Der Morgenstern zeigt sich

Von Redaktion · · 2017/07

Westpapua, der indonesische Teil Neuguineas, kämpft unter der verbotenen Sternenflagge um die Unabhängigkeit. Ob sie in greifbare Nähe gerückt ist, hat New Internationalist-Autor Danny Chivers recherchiert.

Stellen Sie sich eine Volksabstimmung vor, an der nur 0,2 Prozent der Bevölkerung teilnehmen dürfen. Alle zur Wahl Zugelassenen werden mit vorgehaltenem Gewehr zum Wahlort eskortiert, wo sie genau so abstimmen müssen, wie ihnen befohlen wird. Würden Sie annehmen, dass das Ergebnis eines solchen Referendums tatsächlich den Willen des Volkes repräsentiert?

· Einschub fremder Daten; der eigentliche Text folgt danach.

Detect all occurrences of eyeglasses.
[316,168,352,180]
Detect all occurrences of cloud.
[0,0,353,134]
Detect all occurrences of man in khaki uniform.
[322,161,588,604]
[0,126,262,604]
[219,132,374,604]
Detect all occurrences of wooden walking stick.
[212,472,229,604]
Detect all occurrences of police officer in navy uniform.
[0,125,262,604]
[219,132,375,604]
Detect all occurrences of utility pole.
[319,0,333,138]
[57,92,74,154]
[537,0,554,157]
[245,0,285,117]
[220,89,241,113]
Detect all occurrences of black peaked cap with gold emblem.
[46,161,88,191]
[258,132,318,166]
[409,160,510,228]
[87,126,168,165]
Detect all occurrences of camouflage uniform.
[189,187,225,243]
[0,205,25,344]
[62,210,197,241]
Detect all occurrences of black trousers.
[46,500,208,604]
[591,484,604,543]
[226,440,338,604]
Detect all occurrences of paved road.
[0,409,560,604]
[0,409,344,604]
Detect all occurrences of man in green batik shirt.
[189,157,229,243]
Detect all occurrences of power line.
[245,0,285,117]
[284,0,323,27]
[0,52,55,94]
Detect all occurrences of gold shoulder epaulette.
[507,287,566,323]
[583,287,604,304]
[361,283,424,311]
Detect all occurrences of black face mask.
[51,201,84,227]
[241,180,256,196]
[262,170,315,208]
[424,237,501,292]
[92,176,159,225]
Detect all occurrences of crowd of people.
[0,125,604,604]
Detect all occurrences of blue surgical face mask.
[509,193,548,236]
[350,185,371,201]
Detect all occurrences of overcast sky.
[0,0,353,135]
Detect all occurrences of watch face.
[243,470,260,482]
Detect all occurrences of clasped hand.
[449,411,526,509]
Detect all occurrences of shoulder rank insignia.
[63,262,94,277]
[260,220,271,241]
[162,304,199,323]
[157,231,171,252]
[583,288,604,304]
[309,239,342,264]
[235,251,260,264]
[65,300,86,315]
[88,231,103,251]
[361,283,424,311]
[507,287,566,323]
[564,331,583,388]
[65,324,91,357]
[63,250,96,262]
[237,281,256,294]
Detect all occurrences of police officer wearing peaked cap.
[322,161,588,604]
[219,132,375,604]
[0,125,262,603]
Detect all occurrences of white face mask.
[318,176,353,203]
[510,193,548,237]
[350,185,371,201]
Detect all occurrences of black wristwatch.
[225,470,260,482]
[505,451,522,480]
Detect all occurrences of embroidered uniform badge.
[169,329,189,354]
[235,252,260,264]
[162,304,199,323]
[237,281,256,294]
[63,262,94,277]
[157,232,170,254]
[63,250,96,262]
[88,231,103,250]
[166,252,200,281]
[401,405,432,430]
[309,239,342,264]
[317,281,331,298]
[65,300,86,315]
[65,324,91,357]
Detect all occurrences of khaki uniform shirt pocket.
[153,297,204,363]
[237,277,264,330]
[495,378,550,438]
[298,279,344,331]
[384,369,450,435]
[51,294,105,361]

Ein solches Referendum fand 1969 in Westpapua statt. Die indonesische Besatzungsarmee ließ 1.026 ausgesuchte WestpapuanerInnen (von insgesamt 800.000) vor den Wahlbeamten Aufstellung nehmen. Diesen „WählerInnen“ wurde befohlen, ihre Hand zum richtigen Zeitpunkt zu heben – unter der Androhung, sie andernfalls zu erschießen. Diese „freie Wahl“, der „Act of Free Choice“, wurde dann der Welt als eindeutige Entscheidung zugunsten der Souveränität Indonesiens über Westpapua präsentiert und in der UN-Generalversammlung mit Zustimmung der USA, des Vereinigten Königreichs, Australiens und ihrer Verbündeten abgesegnet.

Das Land, die Wälder und die Berge, die seit 50.000 Jahren die Heimat der indigenen Bevölkerung Westpapuas waren, wurden dem Militärregime von Präsident Haji Mohamed Suharto ausgehändigt – zusammen mit den enormen Vorkommen von Gold, Kupfer und Erdgas, die sich darunter verbergen.

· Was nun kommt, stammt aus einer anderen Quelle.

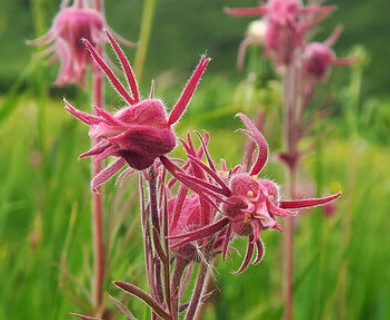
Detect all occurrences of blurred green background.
[0,0,390,320]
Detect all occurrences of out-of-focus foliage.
[0,0,390,95]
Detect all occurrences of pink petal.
[279,192,342,209]
[188,155,231,197]
[253,238,265,265]
[63,98,102,125]
[168,56,210,125]
[233,236,254,275]
[167,218,229,248]
[267,198,296,217]
[224,6,268,16]
[79,140,110,159]
[93,106,128,127]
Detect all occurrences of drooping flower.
[237,19,267,70]
[304,27,357,80]
[64,31,210,189]
[226,0,334,66]
[28,0,131,87]
[161,114,341,274]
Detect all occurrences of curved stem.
[283,59,299,320]
[91,38,105,316]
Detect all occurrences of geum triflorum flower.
[303,27,357,80]
[161,114,341,274]
[28,0,134,87]
[166,133,226,261]
[64,31,210,189]
[226,0,334,66]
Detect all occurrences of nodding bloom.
[65,31,210,189]
[237,19,266,70]
[28,0,134,87]
[161,114,341,274]
[226,0,334,66]
[304,27,357,80]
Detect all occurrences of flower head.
[304,27,357,80]
[65,31,209,188]
[28,0,133,87]
[226,0,334,66]
[161,114,341,273]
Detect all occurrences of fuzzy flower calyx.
[162,114,341,274]
[64,31,210,189]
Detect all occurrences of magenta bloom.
[304,27,357,80]
[161,114,341,274]
[29,0,133,87]
[226,0,334,66]
[65,31,210,188]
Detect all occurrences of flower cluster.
[161,114,341,274]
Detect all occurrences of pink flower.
[226,0,334,66]
[65,31,210,189]
[304,27,357,80]
[161,114,341,274]
[29,0,131,87]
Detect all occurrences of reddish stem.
[91,43,105,315]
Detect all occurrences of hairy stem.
[91,41,105,316]
[283,59,299,320]
[134,0,156,83]
[185,262,208,320]
[171,255,188,320]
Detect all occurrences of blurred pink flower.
[161,114,341,274]
[226,0,334,66]
[65,31,210,189]
[28,0,134,87]
[304,27,357,80]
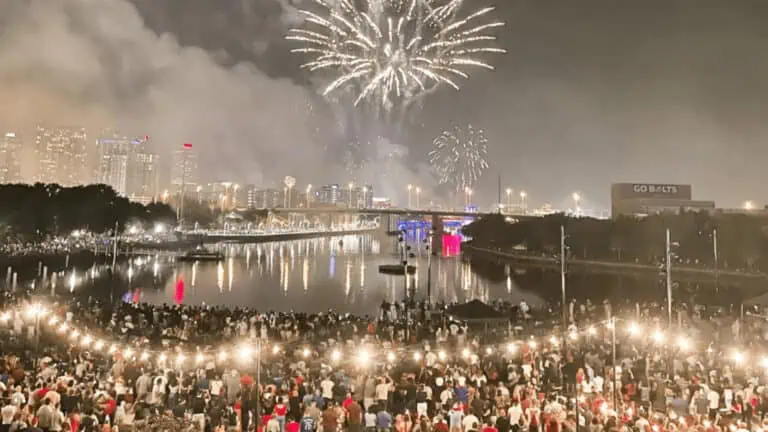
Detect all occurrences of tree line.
[463,212,768,271]
[0,183,176,240]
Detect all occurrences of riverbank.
[187,227,379,244]
[461,244,768,282]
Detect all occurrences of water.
[60,233,764,314]
[90,235,541,314]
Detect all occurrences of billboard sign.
[614,183,691,200]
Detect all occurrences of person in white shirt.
[320,378,336,403]
[507,400,523,432]
[461,413,480,432]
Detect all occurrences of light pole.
[571,192,581,216]
[464,186,472,207]
[610,316,619,413]
[712,228,720,292]
[560,225,568,340]
[283,176,296,208]
[221,182,232,211]
[407,184,413,208]
[665,228,677,330]
[177,143,192,226]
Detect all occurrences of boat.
[379,264,416,276]
[177,249,224,261]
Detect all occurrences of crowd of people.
[0,290,768,432]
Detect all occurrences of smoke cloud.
[0,0,327,183]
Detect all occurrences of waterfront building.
[0,132,22,183]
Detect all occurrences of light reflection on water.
[105,235,539,314]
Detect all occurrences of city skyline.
[0,0,768,208]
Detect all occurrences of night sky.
[0,0,768,207]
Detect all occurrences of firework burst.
[287,0,505,110]
[429,125,488,192]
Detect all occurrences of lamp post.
[177,143,192,226]
[571,192,581,216]
[283,176,296,208]
[464,186,472,207]
[416,187,421,210]
[407,184,413,208]
[610,316,619,413]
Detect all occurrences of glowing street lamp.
[416,187,421,209]
[406,184,413,208]
[571,192,581,215]
[464,186,472,207]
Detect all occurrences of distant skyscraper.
[35,126,92,186]
[248,188,285,209]
[128,139,160,204]
[97,133,133,196]
[0,132,22,183]
[171,144,199,195]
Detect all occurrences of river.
[31,234,764,314]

Neuer Anlauf. 48 Jahre danach, im Jänner 2017, sitze ich in einem überfüllten Konferenzraum im Gebäude des britischen Parlaments in Westminster. Wir sind hier, um dem Start einer weltweiten Petition durch Benny Wenda beizuwohnen, den Führer der Unabhängigkeitsbewegung Westpapuas. In der Petition werden die Vereinten Nationen aufgefordert, eine neuerliche Abstimmung über die Unabhängigkeit seines Landes zu organisieren, an Stelle des manipulierten Referendums von 1969.

Benny Wenda, mit dem zeremoniellen Federschmuck auf dem Kopf, spricht im Stehen zu den anwesenden Abgeordneten, VertreterInnen der Medien und UnterstützerInnen über die Menschenrechtsverletzungen, die sein Volk während der Jahrzehnte der indonesischen Besatzung erleiden musste.

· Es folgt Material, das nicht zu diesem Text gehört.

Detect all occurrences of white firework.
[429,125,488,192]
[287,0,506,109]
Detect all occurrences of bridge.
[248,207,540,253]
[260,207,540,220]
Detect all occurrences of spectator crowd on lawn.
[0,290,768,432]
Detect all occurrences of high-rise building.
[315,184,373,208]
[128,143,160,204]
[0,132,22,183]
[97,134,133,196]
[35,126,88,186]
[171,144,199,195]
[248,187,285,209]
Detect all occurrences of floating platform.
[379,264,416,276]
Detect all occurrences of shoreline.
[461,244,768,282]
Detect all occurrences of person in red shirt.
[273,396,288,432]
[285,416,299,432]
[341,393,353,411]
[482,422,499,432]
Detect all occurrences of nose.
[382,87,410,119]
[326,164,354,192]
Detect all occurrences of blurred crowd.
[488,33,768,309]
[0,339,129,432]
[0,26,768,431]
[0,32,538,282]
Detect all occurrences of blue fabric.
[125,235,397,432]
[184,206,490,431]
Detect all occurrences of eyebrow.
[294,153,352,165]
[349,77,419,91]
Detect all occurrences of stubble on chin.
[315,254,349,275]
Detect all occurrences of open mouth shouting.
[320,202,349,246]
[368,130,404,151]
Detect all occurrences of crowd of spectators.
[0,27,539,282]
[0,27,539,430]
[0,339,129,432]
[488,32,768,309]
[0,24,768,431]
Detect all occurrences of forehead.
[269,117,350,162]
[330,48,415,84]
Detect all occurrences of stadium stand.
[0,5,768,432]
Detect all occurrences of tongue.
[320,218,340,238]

Seine Rede wird von Videoaufnahmen von Solidaritätsdemonstrationen in Westpapua begleitet, die in den 24 Stunden davor stattgefunden haben. Wir sehen Gruppen von WestpapuanerInnen in Urwalddörfern, die die Morgenstern-Flagge des unabhängigen Westpapua hochhalten – ein Verbrechen, das in Indonesien mit 15 Jahren Gefängnis bedroht ist – und uns dafür danken, dass wir heute nach Westminster gekommen sind. Eine der Gruppen hat sich selbst in einem indonesischen Militärgefängnis gefilmt, was für alle Beteiligten ein hohes persönliches Risiko bedeutet.

Selbstbewusste Frauen

Rode Wanimbo arbeitet mit Frauenorganisationen und Kirchen im ländlich geprägten Hochland.

„Westpapua ist mein Paradies, doch es wird zerstört. Die Unterdrückung durch Indonesien nimmt uns jede Zukunft, es gibt keine Hoffnung. Ich fühle mich wie eine Fremde im eigenen Land. Meine Berge wurden zerstört. Meine Flüsse wurden ruiniert. Sie sagen Entwicklung dazu, aber es ist Zerstörung.

So viele von uns kämpfen nun für Freiheit. Indonesien wird sagen: ‚Westpapua wollte das so, 1969‘, aber das ist nicht wahr. Der Act of Free Choice war in Wirklichkeit der ‚Act of No Choice‘, wir hatten keine Wahl.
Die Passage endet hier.